Ölenin ağzını kapatıp çenesini bir sargı bezi ile bağlamak, bugün de devam eden bir gelenektir, ölen için ritüel şarkıları söyleyip yakım yakmak, kadınların işidir.
Atina’da din, simgelere dökülmüştür; yaşamı biçimlendiren de bu simgelerdir. Örneğin, Artemis’e tapınımın simgesi palmiye, Hera’ya nardır. Afrodisyas’ın palmiye parkını anımsayalım. Artemis, Anadolu’nun kızıdır. İnanna, Hepat, Kibele zincirinin son halkasıdır.
Helen coğrafyasında, Smirna, Stratonikeya, Antinokya, Nisa, Efes, Nikea gibi kadın adları taşıyan kentler de yoktur. Atina diyeceksiniz; o, bir tanrıça adıdır. Nisa, Seleukos kralı I. Antiokhos’un Fenikeli eşinin adıdır; “kadın” anlamını taşır; varır, Kuran’daki Nisa ile buluşur. “Nisa Ovası boyunca açılan yarıktan fırladı tanrı Hades, Kranos’un akıllı oğlu.” Herhalde Acharaka’daki (Aşaraka) Kharonion’un kapısından; o cehennem kayıkçısı sayesinde. Neyin gerçeği midir bu; Menderes vadisinin bir deprem kuşağı olduğunun.

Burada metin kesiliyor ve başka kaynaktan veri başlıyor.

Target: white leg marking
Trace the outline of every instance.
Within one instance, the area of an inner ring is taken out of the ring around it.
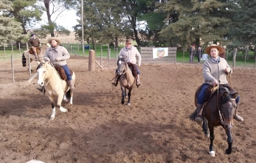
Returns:
[[[62,112],[68,112],[68,110],[62,107],[62,106],[60,106],[60,110],[61,111],[62,111]]]
[[[69,101],[69,103],[70,103],[70,104],[73,104],[73,96],[72,96],[72,97],[70,97],[70,101]]]
[[[55,115],[56,115],[56,111],[55,111],[55,107],[54,107],[54,108],[52,109],[52,114],[50,117],[50,120],[54,120],[55,118]]]

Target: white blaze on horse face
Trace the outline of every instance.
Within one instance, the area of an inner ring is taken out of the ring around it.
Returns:
[[[44,76],[45,75],[44,75],[45,73],[44,69],[44,68],[40,67],[37,70],[37,73],[38,73],[38,80],[37,81],[37,84],[41,87],[43,87],[44,85]]]

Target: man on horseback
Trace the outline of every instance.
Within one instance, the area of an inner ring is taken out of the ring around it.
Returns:
[[[135,76],[137,81],[137,85],[140,86],[141,83],[140,82],[140,70],[139,68],[140,67],[141,62],[141,56],[138,49],[131,45],[132,42],[131,39],[127,39],[125,41],[125,46],[122,48],[119,52],[118,57],[124,57],[127,62],[130,62],[132,64],[137,70],[137,76]],[[137,63],[137,64],[136,64]],[[115,87],[116,87],[117,84],[118,83],[118,78],[119,75],[117,74],[116,71],[116,74],[115,76],[115,81],[112,83]]]
[[[65,47],[60,46],[60,41],[56,38],[49,38],[47,41],[51,44],[51,46],[46,50],[44,59],[45,61],[51,61],[54,66],[60,66],[63,68],[70,90],[72,91],[75,90],[74,83],[66,62],[66,60],[70,57],[68,52]]]
[[[195,119],[198,124],[201,124],[202,117],[200,113],[201,110],[204,103],[205,93],[207,88],[210,85],[214,86],[218,84],[223,85],[224,87],[229,87],[227,80],[226,74],[230,75],[232,73],[232,69],[230,68],[225,59],[221,58],[219,53],[223,52],[223,49],[215,44],[205,48],[205,53],[210,55],[210,58],[204,63],[203,76],[205,82],[203,83],[201,91],[197,97],[196,104],[196,117]],[[235,110],[234,119],[239,122],[243,122],[244,119],[242,117],[238,115],[237,110],[239,104],[240,96],[238,96],[236,99],[237,106]]]
[[[33,52],[34,52],[36,60],[38,60],[38,57],[37,56],[36,48],[40,46],[40,41],[36,38],[36,34],[35,33],[33,33],[31,36],[31,38],[28,40],[28,45],[33,50]]]

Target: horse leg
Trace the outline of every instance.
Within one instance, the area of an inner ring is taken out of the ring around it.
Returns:
[[[121,104],[124,104],[124,97],[125,97],[125,89],[121,86],[121,90],[122,90]]]
[[[215,157],[215,152],[213,150],[213,141],[214,140],[214,127],[208,125],[208,127],[210,131],[210,141],[211,141],[209,153],[211,157]]]
[[[226,134],[228,136],[228,138],[227,139],[228,144],[228,148],[226,149],[226,153],[227,154],[230,154],[232,149],[232,145],[233,143],[233,138],[231,135],[231,130],[225,130],[226,131]]]
[[[64,101],[65,102],[67,102],[67,101],[68,101],[68,99],[67,99],[66,95],[64,95],[64,96],[63,96],[63,101]]]
[[[131,101],[130,101],[130,97],[131,97],[131,92],[132,91],[132,89],[130,89],[128,92],[128,101],[127,101],[127,106],[131,105]]]
[[[52,113],[50,117],[50,120],[54,120],[55,118],[55,115],[56,115],[56,110],[55,110],[55,103],[54,99],[52,97],[49,97],[51,105],[52,105]]]
[[[64,108],[61,106],[62,100],[63,99],[64,94],[60,94],[58,96],[58,100],[57,100],[57,108],[60,109],[61,112],[68,112],[68,110]]]
[[[128,98],[127,94],[126,93],[126,89],[124,89],[124,97],[125,98]]]
[[[204,131],[204,133],[205,136],[205,138],[209,138],[210,134],[209,133],[209,131],[208,131],[207,120],[206,120],[205,118],[204,118],[202,127],[203,127],[203,131]]]

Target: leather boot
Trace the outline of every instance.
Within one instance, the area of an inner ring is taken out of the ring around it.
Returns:
[[[200,115],[200,111],[202,110],[202,108],[203,108],[203,104],[196,104],[196,118],[195,119],[195,121],[197,122],[199,125],[202,124],[202,115]]]
[[[38,57],[37,56],[37,53],[35,53],[35,57],[36,58],[36,60],[38,60]]]
[[[74,83],[73,82],[73,80],[68,81],[68,84],[69,87],[70,87],[71,91],[74,91],[76,90]]]
[[[118,83],[118,74],[116,73],[115,76],[114,82],[113,82],[112,84],[114,85],[115,87],[116,87]]]
[[[238,122],[243,122],[243,121],[244,121],[244,118],[243,118],[242,117],[238,115],[238,113],[237,113],[239,105],[239,103],[236,104],[236,110],[235,110],[235,116],[234,116],[234,118],[235,120],[237,120]]]
[[[137,79],[137,85],[138,87],[139,87],[140,85],[141,85],[141,83],[140,82],[140,76],[138,74],[137,75],[136,79]]]

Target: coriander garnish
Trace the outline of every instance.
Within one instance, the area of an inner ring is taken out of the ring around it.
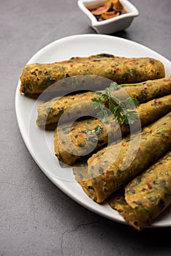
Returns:
[[[102,121],[106,122],[108,117],[106,110],[107,105],[107,108],[113,114],[113,118],[115,118],[119,124],[123,123],[133,124],[138,118],[135,108],[140,105],[139,101],[132,97],[128,97],[126,99],[121,100],[118,97],[111,94],[120,87],[121,86],[118,85],[117,83],[111,83],[110,87],[106,88],[99,97],[94,97],[91,99],[93,101],[91,102],[92,108],[99,109],[96,117]]]

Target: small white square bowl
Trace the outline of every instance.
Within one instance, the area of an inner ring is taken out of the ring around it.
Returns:
[[[134,17],[139,15],[138,10],[128,0],[120,0],[123,8],[128,12],[117,17],[108,20],[98,21],[95,16],[86,8],[86,7],[98,4],[103,0],[78,0],[79,8],[88,18],[92,28],[99,34],[110,34],[126,29],[132,23]]]

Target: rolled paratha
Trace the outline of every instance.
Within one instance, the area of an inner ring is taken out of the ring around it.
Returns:
[[[76,59],[76,61],[71,59],[52,64],[31,64],[23,67],[20,78],[20,91],[27,94],[41,94],[54,83],[80,75],[98,75],[118,83],[128,83],[164,78],[165,70],[162,62],[155,59],[123,58],[107,54],[91,56],[84,59]],[[56,90],[67,91],[70,86],[60,83]],[[81,86],[87,89],[86,83],[83,83]],[[101,89],[102,86],[101,84]],[[79,88],[80,84],[77,89]]]
[[[150,225],[171,203],[171,151],[111,195],[108,202],[136,229]]]

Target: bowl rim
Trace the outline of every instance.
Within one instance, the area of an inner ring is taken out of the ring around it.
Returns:
[[[107,24],[114,23],[119,20],[125,19],[126,18],[131,18],[131,17],[134,18],[139,15],[140,14],[139,10],[137,9],[137,7],[135,7],[135,6],[132,3],[131,3],[128,0],[120,0],[120,1],[123,6],[126,5],[126,7],[128,7],[130,11],[127,13],[124,13],[124,15],[119,15],[117,17],[113,17],[108,20],[100,20],[100,21],[98,21],[95,18],[95,16],[86,8],[86,4],[88,4],[88,2],[90,2],[90,4],[91,3],[94,3],[94,4],[96,2],[100,3],[100,2],[104,1],[104,0],[99,0],[99,1],[77,0],[77,5],[80,7],[80,9],[83,11],[83,12],[84,12],[85,15],[91,20],[92,26],[101,26],[103,25],[107,25]]]

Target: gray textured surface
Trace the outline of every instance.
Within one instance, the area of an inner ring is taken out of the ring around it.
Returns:
[[[170,0],[132,0],[140,12],[115,35],[170,59]],[[41,171],[20,136],[15,93],[23,67],[40,48],[72,34],[95,33],[76,0],[0,0],[0,255],[170,255],[167,231],[133,228],[85,209]]]

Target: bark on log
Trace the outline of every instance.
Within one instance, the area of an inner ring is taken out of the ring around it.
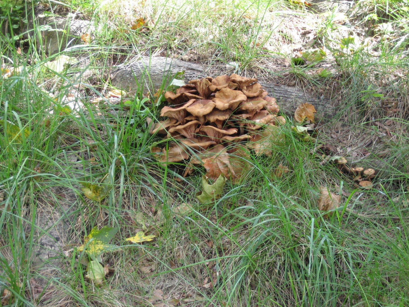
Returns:
[[[75,16],[49,16],[49,8],[42,5],[37,6],[34,15],[29,17],[27,28],[24,29],[24,38],[29,37],[35,41],[37,51],[42,49],[48,55],[53,54],[76,44],[81,35],[91,34],[95,29],[88,20],[75,19]],[[42,39],[37,31],[39,30]]]
[[[127,90],[139,88],[151,90],[166,84],[178,72],[184,71],[185,81],[202,78],[207,75],[208,68],[198,64],[164,57],[142,57],[140,59],[117,67],[113,73],[112,85]],[[215,76],[213,76],[214,77]],[[281,110],[292,115],[301,103],[313,104],[321,117],[330,117],[333,112],[329,101],[306,93],[297,86],[287,86],[274,81],[260,82],[269,94],[276,98]]]

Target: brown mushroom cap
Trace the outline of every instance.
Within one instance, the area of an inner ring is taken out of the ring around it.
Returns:
[[[256,112],[260,111],[267,105],[267,101],[259,97],[247,98],[245,101],[241,103],[240,108],[247,111],[249,113],[254,114]]]
[[[362,180],[360,181],[359,185],[362,187],[369,188],[372,186],[372,183],[367,180]]]
[[[196,150],[205,149],[211,145],[216,144],[214,141],[212,141],[210,138],[206,137],[184,139],[180,140],[178,142]]]
[[[196,87],[196,89],[199,92],[199,95],[204,99],[206,99],[211,94],[212,91],[209,88],[211,84],[209,81],[208,78],[203,79],[196,79],[189,81],[189,83],[191,84],[194,84]]]
[[[267,105],[265,106],[265,109],[268,110],[271,113],[277,114],[280,111],[280,108],[277,105],[277,100],[274,97],[265,96],[264,100],[267,102]]]
[[[230,81],[233,83],[238,84],[240,88],[244,88],[252,83],[256,82],[257,80],[255,78],[245,78],[236,74],[232,74],[230,75]]]
[[[160,159],[162,162],[180,162],[189,158],[186,147],[184,144],[176,144],[169,148],[167,151],[165,147],[162,150],[162,152],[164,154],[162,155]]]
[[[229,82],[230,77],[227,74],[223,74],[211,80],[211,84],[209,87],[212,92],[216,92],[227,88],[227,83]]]
[[[192,120],[184,125],[172,127],[169,129],[169,132],[177,132],[187,138],[192,138],[195,137],[195,132],[198,126],[201,124],[198,120]]]
[[[199,131],[205,133],[211,140],[218,143],[220,143],[223,136],[237,133],[237,129],[236,128],[219,129],[213,126],[202,126]]]
[[[167,116],[172,118],[175,118],[178,121],[180,122],[182,124],[184,124],[184,118],[186,117],[186,114],[187,113],[186,111],[186,107],[189,106],[194,102],[194,99],[191,99],[184,105],[179,108],[164,106],[160,111],[160,116]]]
[[[226,135],[222,138],[222,140],[229,142],[237,143],[242,141],[248,141],[249,140],[251,140],[252,138],[253,137],[248,134],[242,134],[241,135],[238,135],[237,136]]]
[[[196,90],[196,87],[194,84],[186,84],[183,86],[181,86],[176,90],[176,94],[181,94],[182,93],[192,93],[194,94],[197,91]]]
[[[217,127],[219,129],[221,129],[223,121],[228,119],[231,115],[231,110],[224,110],[222,111],[214,109],[206,116],[206,120],[210,122],[216,123]]]
[[[168,118],[166,120],[163,120],[157,122],[151,127],[149,133],[151,134],[166,134],[168,131],[166,129],[178,124],[178,120],[174,118]]]
[[[211,112],[216,105],[213,100],[199,99],[187,107],[186,111],[192,115],[201,117]]]
[[[367,169],[365,169],[364,171],[364,174],[366,176],[368,176],[369,177],[374,177],[375,174],[375,170],[371,168],[369,168]]]
[[[260,129],[263,125],[268,124],[273,120],[274,117],[274,115],[270,114],[266,110],[258,111],[250,117],[249,120],[252,122],[247,123],[246,126],[252,130]]]
[[[243,94],[249,97],[258,97],[263,95],[265,93],[265,95],[264,97],[265,97],[268,94],[261,87],[261,85],[258,82],[243,88],[241,91],[243,92]]]
[[[234,90],[228,88],[216,92],[215,96],[213,101],[216,103],[216,108],[222,111],[227,109],[235,110],[241,102],[247,99],[241,91]]]

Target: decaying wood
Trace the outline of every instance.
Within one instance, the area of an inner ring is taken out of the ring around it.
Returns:
[[[142,57],[130,63],[120,65],[114,71],[112,82],[114,86],[126,90],[135,90],[138,86],[156,90],[168,83],[179,72],[184,72],[188,81],[207,75],[209,68],[198,64],[161,56]],[[313,104],[319,115],[330,116],[334,113],[329,101],[306,93],[297,86],[287,86],[274,81],[261,82],[269,94],[277,99],[281,111],[294,114],[300,103]]]
[[[49,16],[47,9],[48,7],[37,6],[34,14],[29,16],[26,28],[22,31],[25,39],[29,37],[31,41],[35,42],[38,51],[42,50],[48,55],[57,53],[76,44],[81,35],[91,34],[94,31],[88,20],[77,19],[74,15],[69,17]],[[38,29],[41,39],[36,33]]]

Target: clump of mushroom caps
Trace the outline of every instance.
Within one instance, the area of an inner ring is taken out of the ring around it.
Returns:
[[[162,162],[186,163],[184,176],[202,165],[208,177],[223,173],[236,181],[248,166],[238,158],[247,155],[243,148],[271,154],[264,140],[276,140],[276,126],[285,123],[275,99],[267,95],[257,79],[235,74],[193,80],[175,93],[167,92],[169,105],[160,116],[168,118],[152,125],[150,132],[172,140],[153,151]]]
[[[365,188],[372,187],[372,179],[376,174],[376,171],[375,169],[372,168],[365,169],[359,166],[355,167],[348,166],[348,160],[343,157],[335,159],[335,162],[342,172],[352,176],[354,181],[357,182],[360,186]]]

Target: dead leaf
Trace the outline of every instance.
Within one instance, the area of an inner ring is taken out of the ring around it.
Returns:
[[[130,27],[130,29],[137,30],[138,29],[142,27],[146,23],[146,20],[143,18],[138,18],[132,25],[132,26]]]
[[[11,298],[11,291],[9,290],[4,289],[1,296],[1,305],[8,305],[10,299]]]
[[[318,199],[318,210],[329,211],[338,208],[341,203],[341,196],[330,192],[326,187],[321,187],[319,198]],[[325,218],[329,217],[329,214],[324,215]]]
[[[298,122],[313,122],[314,116],[317,111],[314,106],[310,104],[301,104],[294,113],[294,120]]]
[[[90,34],[88,33],[85,33],[81,35],[81,40],[85,44],[89,44],[91,41],[91,38]]]
[[[146,236],[143,231],[139,231],[133,237],[127,238],[126,241],[130,241],[134,243],[142,243],[145,241],[151,241],[156,236],[153,235]]]
[[[277,167],[277,168],[274,170],[274,176],[277,178],[280,178],[283,174],[287,174],[290,171],[288,168],[286,166],[284,166],[282,164]]]
[[[204,283],[201,286],[199,286],[201,288],[204,288],[205,289],[209,289],[211,288],[213,288],[214,286],[217,283],[217,277],[215,277],[213,278],[213,280],[211,280],[209,282],[207,282],[207,280],[209,278],[206,278],[204,280]]]

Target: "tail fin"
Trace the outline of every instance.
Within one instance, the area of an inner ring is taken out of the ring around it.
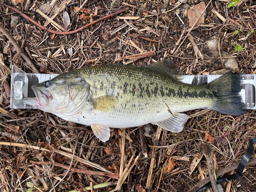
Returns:
[[[230,71],[209,85],[217,98],[211,109],[230,115],[241,115],[246,111],[239,94],[242,89],[239,73]]]

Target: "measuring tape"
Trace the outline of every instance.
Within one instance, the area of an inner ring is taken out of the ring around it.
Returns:
[[[11,80],[11,101],[10,108],[12,109],[34,109],[23,101],[25,97],[35,97],[31,89],[32,86],[53,78],[58,75],[35,73],[26,73],[14,66],[12,66]],[[185,75],[182,76],[182,81],[194,85],[208,83],[213,80],[219,78],[221,75]],[[248,110],[256,109],[255,89],[256,75],[241,75],[242,80],[242,90],[240,94]],[[243,170],[251,157],[254,151],[253,144],[256,143],[256,138],[251,139],[249,146],[244,157],[242,158],[238,167],[238,172],[233,175],[224,176],[217,179],[217,183],[222,183],[227,181],[238,179],[242,175]],[[197,192],[211,187],[208,183],[202,186]]]
[[[26,73],[17,67],[12,66],[10,108],[12,109],[34,109],[23,101],[25,97],[35,97],[32,86],[53,78],[58,75]],[[182,81],[195,85],[209,83],[221,75],[184,75]],[[240,94],[248,110],[255,110],[256,75],[241,75],[243,80]]]

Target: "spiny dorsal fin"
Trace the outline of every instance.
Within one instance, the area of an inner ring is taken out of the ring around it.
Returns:
[[[113,95],[104,95],[90,100],[93,105],[93,109],[98,111],[108,111],[114,105],[118,100]]]
[[[170,59],[165,59],[159,60],[144,67],[167,75],[174,80],[181,80],[180,76],[177,75],[175,72],[176,67],[176,65]]]

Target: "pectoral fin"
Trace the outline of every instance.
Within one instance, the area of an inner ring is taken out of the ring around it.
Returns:
[[[185,123],[188,118],[188,116],[184,113],[176,113],[171,117],[162,121],[152,122],[173,133],[180,132],[184,128]]]
[[[94,124],[91,126],[95,136],[101,141],[106,142],[110,139],[110,129],[109,126]]]

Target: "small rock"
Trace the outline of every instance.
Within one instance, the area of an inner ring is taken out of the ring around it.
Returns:
[[[188,9],[187,10],[187,18],[188,18],[189,21],[189,27],[193,26],[201,13],[204,11],[204,9],[205,9],[205,4],[204,2],[202,2],[195,6],[193,10]],[[204,24],[204,19],[206,17],[206,10],[205,10],[198,19],[196,25]]]
[[[13,15],[11,15],[11,27],[15,27],[17,24],[18,24],[18,17],[16,16],[14,16]]]
[[[211,73],[211,75],[224,75],[228,72],[230,70],[226,69],[221,69],[218,71],[215,71]]]
[[[212,37],[212,39],[206,41],[204,50],[206,52],[206,54],[209,57],[219,57],[220,54],[219,53],[218,48],[219,39],[218,37],[215,36]],[[221,48],[221,56],[226,56],[230,54],[222,50]],[[226,69],[229,70],[238,70],[238,63],[235,58],[228,58],[226,59],[223,58],[222,62],[223,66]]]

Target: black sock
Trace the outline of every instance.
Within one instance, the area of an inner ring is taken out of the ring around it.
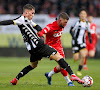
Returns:
[[[83,66],[82,66],[82,65],[79,65],[79,67],[78,67],[78,71],[81,71],[82,68],[83,68]]]
[[[17,76],[16,78],[19,80],[21,77],[23,77],[24,75],[26,75],[29,71],[31,71],[33,68],[28,65],[27,67],[25,67]]]
[[[70,65],[62,58],[58,61],[59,65],[65,69],[70,75],[74,74],[70,68]]]

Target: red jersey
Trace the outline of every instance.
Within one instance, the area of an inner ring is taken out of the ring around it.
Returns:
[[[88,35],[86,34],[86,45],[88,50],[95,50],[95,44],[96,44],[96,24],[91,23],[90,25],[90,33],[91,33],[91,39],[92,43],[90,44]]]
[[[43,36],[43,34],[46,34],[46,40],[45,43],[47,45],[52,46],[55,48],[63,57],[63,47],[61,45],[61,35],[63,33],[64,28],[59,27],[57,24],[57,21],[54,21],[53,23],[48,24],[40,33],[39,36]]]

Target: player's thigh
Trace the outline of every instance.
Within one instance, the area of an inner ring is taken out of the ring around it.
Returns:
[[[81,55],[81,57],[86,57],[87,54],[88,54],[88,51],[87,51],[86,48],[83,48],[83,49],[80,50],[80,55]]]
[[[52,56],[50,57],[50,59],[54,59],[55,61],[59,61],[61,58],[63,58],[63,56],[61,56],[61,55],[59,54],[59,52],[57,52],[55,55],[52,55]]]
[[[36,68],[37,65],[38,65],[38,61],[30,62],[30,65],[31,65],[32,68]]]
[[[73,59],[77,61],[79,59],[79,52],[73,54]]]
[[[95,56],[95,51],[89,50],[89,57],[94,57],[94,56]]]

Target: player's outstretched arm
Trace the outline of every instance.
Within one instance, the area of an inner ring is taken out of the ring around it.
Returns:
[[[90,32],[88,32],[88,37],[89,37],[89,42],[92,43],[91,33]]]
[[[74,30],[73,30],[73,27],[70,28],[70,34],[71,34],[72,38],[74,38]]]
[[[11,25],[11,24],[14,24],[13,20],[0,21],[0,25]]]

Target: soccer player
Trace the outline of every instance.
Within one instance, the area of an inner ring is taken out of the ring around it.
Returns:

Bütün coğrafyalarda olduğu gibi Helen’de de bir sanat öteki bir sanatı doğurmuştur; Alfabe, seramik ve şiir Helen’de aynı yüz yılın (MÖ 8. yy) buluşturduklarıdır. Peki, Sümer, Mısır, Anadolu ve Fenike’den kaç yüzyıl sonra? O en başa koydukları, kendilerinden saydıkları Homer de Anadoluludur; ışığın yükseldiği Doğu’dan. Anadolu köprüsünden geçmeyen ne var ki!…
*Çini derginin 86. (Eylül-Ekim 2024) sayısında yayınlanmıştır.